District 2 – Cesar Zepeda
Zepeda, a member of the West County Wastewater District board who came within 44 votes of winning a City Council seat in 2018, supports the police chief’s goal to boost staffing. He’s also mindful of the budget implications of any changes and understands the city’s retirement debt, in part because his day job is as a health and benefits consultant.
His opponent, Andrew Butt, an architect, former city planning commissioner and son of the outgoing mayor, also backs hiring more cops. While Butt is smart and well-informed, if the progressive alliance holds on to majority control, his bulldog approach would likely leave him ineffectual at bridging the divide.

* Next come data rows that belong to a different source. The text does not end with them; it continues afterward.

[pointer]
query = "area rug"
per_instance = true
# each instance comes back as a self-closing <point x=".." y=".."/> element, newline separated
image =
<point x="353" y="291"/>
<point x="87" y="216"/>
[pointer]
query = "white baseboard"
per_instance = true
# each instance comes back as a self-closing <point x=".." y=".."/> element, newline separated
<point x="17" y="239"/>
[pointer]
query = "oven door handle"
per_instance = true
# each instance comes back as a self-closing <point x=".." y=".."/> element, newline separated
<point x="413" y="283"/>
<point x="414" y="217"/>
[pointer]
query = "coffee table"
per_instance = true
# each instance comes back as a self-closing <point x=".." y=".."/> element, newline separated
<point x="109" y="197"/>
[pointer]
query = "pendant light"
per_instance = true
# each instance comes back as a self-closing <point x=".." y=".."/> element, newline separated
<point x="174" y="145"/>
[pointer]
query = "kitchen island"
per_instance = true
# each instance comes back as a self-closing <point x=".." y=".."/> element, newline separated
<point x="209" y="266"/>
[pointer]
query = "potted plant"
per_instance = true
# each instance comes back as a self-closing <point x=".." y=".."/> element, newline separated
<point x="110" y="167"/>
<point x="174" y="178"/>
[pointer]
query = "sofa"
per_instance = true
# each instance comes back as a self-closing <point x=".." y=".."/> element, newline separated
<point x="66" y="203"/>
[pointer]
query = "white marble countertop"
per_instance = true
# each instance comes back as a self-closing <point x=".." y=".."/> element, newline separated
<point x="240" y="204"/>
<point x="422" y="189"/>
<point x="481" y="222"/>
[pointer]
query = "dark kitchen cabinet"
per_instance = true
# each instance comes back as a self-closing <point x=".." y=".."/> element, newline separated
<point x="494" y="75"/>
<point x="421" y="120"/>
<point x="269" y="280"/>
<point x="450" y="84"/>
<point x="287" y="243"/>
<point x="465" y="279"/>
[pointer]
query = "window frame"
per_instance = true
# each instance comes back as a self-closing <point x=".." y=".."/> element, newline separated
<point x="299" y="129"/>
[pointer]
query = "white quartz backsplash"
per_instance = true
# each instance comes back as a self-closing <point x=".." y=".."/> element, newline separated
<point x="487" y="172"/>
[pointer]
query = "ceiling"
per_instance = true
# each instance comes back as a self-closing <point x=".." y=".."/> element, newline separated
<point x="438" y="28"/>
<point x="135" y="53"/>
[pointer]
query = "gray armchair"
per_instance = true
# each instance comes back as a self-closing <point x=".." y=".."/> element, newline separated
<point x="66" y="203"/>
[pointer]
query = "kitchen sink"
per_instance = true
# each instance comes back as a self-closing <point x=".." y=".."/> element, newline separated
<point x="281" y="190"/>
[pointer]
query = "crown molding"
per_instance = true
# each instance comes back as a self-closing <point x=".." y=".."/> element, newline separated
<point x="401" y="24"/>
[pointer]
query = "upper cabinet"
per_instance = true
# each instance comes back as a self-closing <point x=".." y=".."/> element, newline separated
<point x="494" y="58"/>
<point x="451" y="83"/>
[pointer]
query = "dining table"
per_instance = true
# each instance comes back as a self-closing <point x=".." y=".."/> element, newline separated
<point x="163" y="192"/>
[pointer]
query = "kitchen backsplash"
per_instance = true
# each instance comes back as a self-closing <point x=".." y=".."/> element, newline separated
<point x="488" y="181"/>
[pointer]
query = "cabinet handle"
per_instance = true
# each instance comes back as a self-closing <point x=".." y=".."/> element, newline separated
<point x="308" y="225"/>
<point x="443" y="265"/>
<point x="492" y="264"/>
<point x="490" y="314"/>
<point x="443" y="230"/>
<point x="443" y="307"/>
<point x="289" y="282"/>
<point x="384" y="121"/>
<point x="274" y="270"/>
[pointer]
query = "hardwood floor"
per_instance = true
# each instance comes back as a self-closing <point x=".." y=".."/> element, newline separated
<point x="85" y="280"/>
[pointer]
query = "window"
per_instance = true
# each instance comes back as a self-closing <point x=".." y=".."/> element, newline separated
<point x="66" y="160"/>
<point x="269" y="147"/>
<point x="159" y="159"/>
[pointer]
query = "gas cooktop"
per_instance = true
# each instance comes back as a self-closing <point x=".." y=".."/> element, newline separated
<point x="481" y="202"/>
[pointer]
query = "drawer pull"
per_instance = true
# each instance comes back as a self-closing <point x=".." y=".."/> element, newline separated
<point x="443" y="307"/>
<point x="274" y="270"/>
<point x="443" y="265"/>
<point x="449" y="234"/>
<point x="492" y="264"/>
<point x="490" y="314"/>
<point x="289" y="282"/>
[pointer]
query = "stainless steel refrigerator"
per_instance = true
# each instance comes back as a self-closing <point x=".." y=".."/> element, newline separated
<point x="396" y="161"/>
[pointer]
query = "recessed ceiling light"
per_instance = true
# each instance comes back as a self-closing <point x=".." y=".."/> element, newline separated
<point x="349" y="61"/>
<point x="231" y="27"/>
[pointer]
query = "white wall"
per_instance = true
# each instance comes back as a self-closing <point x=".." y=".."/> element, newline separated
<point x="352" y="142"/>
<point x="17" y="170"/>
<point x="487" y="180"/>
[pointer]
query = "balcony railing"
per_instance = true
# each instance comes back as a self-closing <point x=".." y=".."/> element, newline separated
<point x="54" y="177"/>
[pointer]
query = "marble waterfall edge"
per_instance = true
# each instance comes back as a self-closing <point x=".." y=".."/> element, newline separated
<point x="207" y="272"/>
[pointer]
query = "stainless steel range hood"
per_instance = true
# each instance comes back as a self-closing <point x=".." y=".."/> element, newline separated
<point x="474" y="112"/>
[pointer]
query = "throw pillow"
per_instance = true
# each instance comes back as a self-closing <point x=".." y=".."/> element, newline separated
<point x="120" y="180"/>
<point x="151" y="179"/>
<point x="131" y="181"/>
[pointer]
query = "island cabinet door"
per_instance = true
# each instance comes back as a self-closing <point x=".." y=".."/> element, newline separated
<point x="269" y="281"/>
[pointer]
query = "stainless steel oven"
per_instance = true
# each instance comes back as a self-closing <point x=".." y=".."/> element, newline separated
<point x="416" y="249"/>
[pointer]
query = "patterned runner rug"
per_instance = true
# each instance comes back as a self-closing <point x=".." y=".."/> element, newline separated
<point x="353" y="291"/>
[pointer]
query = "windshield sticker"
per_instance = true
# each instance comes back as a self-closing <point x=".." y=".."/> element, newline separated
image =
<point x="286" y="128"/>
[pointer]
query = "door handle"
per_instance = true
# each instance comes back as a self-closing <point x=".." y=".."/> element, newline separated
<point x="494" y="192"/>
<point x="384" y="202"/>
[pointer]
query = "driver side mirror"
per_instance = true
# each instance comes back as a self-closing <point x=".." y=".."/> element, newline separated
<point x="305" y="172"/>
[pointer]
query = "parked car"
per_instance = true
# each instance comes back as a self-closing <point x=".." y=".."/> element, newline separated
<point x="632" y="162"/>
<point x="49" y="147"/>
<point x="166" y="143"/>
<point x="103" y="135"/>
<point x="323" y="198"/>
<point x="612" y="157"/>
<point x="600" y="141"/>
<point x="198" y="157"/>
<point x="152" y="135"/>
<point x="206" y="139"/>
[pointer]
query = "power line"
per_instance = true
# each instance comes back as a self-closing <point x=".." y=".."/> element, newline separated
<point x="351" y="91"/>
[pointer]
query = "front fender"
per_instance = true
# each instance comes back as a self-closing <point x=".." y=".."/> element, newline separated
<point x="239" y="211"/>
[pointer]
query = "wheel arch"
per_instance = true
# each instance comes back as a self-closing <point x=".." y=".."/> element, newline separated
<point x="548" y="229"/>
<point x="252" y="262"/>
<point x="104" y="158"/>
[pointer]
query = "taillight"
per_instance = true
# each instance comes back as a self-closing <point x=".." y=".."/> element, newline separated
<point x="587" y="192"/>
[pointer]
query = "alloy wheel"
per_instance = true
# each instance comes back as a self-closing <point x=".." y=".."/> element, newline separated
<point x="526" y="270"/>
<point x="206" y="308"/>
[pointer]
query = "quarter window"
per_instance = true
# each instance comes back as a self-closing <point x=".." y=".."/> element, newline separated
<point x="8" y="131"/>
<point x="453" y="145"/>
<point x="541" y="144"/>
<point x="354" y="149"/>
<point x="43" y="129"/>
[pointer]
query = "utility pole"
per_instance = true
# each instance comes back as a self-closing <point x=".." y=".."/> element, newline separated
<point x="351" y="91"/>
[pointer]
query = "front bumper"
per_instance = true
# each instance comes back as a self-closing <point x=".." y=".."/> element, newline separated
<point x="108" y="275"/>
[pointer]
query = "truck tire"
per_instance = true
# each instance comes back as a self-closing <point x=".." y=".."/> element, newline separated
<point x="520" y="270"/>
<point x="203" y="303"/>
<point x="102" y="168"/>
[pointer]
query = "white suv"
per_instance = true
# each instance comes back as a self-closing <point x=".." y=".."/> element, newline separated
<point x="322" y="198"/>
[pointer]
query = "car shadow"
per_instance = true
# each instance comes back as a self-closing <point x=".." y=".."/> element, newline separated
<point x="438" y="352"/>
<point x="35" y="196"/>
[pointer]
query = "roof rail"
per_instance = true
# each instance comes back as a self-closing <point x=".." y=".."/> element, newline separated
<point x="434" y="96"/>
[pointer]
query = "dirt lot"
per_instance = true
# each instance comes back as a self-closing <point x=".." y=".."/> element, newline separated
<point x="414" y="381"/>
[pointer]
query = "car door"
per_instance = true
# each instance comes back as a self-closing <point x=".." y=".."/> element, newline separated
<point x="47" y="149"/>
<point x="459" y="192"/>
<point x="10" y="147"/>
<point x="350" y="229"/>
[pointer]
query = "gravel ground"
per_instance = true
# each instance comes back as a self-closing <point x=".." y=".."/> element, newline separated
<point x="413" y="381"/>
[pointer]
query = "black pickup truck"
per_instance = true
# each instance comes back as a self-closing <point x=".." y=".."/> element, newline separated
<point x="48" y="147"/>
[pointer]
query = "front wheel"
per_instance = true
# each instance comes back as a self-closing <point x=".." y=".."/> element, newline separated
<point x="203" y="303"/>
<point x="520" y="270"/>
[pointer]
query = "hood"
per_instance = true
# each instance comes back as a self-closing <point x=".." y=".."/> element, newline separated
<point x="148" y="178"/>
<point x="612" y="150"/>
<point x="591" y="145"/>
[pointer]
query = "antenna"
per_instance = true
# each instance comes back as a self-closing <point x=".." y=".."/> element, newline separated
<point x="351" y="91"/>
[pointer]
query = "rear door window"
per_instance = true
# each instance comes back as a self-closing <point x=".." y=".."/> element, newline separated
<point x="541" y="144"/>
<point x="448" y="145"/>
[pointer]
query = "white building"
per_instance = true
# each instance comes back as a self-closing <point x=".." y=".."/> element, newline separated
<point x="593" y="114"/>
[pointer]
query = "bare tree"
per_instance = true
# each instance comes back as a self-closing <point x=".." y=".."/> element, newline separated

The city needs leaders who can reach calm compromise. Zepeda is the better fit to reach that goal.
District 3 – Oscar Garcia
The candidates in this race include Corky Boozé, who was a disruptive force on the council from 2010-14 and is not temperamentally suited to confront the serious challenges ahead.
Which leaves Oscar Garcia and Doria Robinson, both natives of the Iron Triangle neighborhood. Garcia, a Police Review Commission member, is an environmental engineer for a renewable energy firm. Robinson is the executive director of Urban Tilth, a non-profit that hires and trains local residents to cultivate agriculture.
Both are knowledgeable about and hold similar views on many of the challenges facing the city. But they differ on the big issue, police staffing: Robinson, backed by the progressive alliance, wants to wait to decide whether to trim or increase the number of officers. Garcia is clear that the city needs more cops. For that reason, we recommend Garcia.
District 4 – Soheila Bana
Bana, a Parks and Recreation Commission member, is a retired transportation engineer for Caltrans who led the Bay Area chapter of the state engineers union. She backs the police staffing levels the chief says are necessary. And she understands Richmond’s financial challenges, including the huge unfunded retirement liabilities.
In contrast, Jamin Pursell, the progressive alliance candidate, dismisses the police staffing shortage as no different from any other city. He’s wrong. And when it comes to discussing the city’s finances and, in particular, the unfunded retirement liability, he spouts out wildly inaccurate numbers and doesn’t understand how government pensions work.
Bana is the far superior candidate in this race.